A medida que avanzaba el siglo XX y ya en el presente siglo XXI, se ha ido experimentando un cambio en la sensibilización de la ciudadanía ante el patrimonio histórico y artístico. Este patrimonio es visto como algo propio, definitorio de un pueblo en un momento determinado y testimonio de su historia. No obstante, son múltiples las circunstancias que hacen que ciertos bienes sean separados de los lugares para los que fueron concebidos y en consecuencia, estén hoy diseminados por toda la geografía terrestre.

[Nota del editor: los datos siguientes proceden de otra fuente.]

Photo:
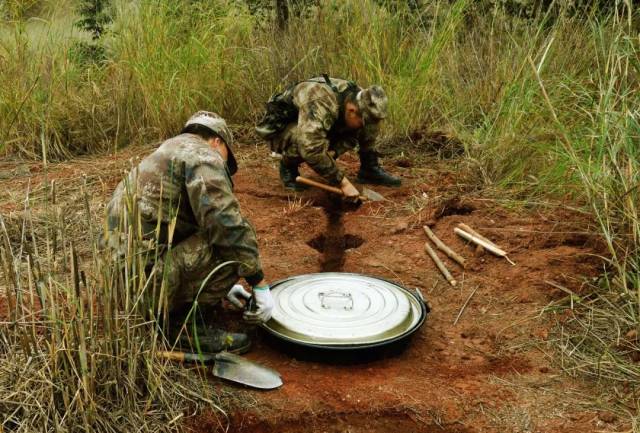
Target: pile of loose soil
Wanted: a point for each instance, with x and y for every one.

En los últimos años se han realizado varios estudios sobre el patrimonio que se encuentra fuera de las fronteras de Aragón. Se han localizado un gran número de piezas, su ubicación actual y se han intentado aclarar los motivos por los que salieron de sus lugares de origen. Los bienes emigrados datan en su mayoría de la Edad Media y principios del Renacimiento y son de lo más heterogéneo: a los retablos, tallas, objetos de platería y demás bienes muebles, se suman portadas de iglesias, como la de San Miguel de Uncastillo, chimeneas góticas o techumbres mudéjares como la de la Casa del Judío de Teruel, que se exponen en museos de todo el mundo o decoran las mansiones de coleccionistas acaudalados.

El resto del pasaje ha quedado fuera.